今日は、K君はおやすみなのだ。一人の時は、けっこう忙しいのだ。
 駆け足でルーティンワークをこなしながら、種付け準備をする。
 湾放牧地の種付けは、連動スタンチョンに繋いだまま行う。以前は、牛舎まで引いていたが、長期不受胎の牛が増えて、時間的に無理になったからだ。
 ここの連動スタンチョンは、斜面の一番底にあり、雨が降ると水たまりになって使いづらい。種付けとなると、なおさらだ。
 種付けの牛を、出来るだけぬかるみの浅いところに入れ、ロープで前に引っ張り、尻尾を固定する。
 陰部をアルコールで消毒したあと、膣鏡を挿入すると、尻を振り始めて、膣鏡が追いつかず抜けたりする。この時、始めは無理に追いつこうとしないで、様子を診ないと、鉗子や注入器具をぬかるみに落としてしまう。

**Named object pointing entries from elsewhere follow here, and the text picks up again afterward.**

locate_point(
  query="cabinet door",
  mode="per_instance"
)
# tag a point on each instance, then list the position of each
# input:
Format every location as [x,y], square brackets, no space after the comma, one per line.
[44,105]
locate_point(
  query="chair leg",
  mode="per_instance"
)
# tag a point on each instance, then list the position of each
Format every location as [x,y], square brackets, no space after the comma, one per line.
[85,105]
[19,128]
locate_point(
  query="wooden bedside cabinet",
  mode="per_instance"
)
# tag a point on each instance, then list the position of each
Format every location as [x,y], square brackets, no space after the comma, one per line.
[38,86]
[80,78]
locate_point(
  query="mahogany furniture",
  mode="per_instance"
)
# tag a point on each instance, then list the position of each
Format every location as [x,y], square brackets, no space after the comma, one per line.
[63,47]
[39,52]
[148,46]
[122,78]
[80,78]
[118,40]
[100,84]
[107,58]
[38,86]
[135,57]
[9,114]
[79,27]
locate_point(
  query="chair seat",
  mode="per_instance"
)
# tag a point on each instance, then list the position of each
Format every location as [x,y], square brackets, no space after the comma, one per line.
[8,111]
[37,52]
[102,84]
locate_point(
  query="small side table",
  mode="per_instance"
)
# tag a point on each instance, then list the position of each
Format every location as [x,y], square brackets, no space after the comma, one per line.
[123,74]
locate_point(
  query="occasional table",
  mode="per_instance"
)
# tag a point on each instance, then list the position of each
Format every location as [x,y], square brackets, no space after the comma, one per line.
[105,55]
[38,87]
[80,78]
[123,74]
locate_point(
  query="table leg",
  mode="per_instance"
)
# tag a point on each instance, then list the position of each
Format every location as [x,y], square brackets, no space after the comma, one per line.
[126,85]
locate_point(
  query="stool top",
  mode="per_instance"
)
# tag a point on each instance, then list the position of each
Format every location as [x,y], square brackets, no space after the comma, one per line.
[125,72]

 ちょっと落ち着いたところで、膣鏡を広げ、鉗子で子宮外口をつかむのだが、となりの牛の尻尾で、くわえている注入器を叩き落とされないように注意する。ときどき、となりの牛にお尻をピッタリくっつけて、中をのぞけないようにしたり、種付けに夢中になって、となりの牛に蹴られたりする。
 それでも、何とか二頭終わらせたら、もう昼前だ。大急ぎで後片付けをして、見回りに走るのだ。
 
 半年間島に来ていたジャンベ留学生が、今日それぞれの故郷に帰っていった。
 今回の留学生は、かなり助けられた。食事をする機会も多かった。みんな、元気でね!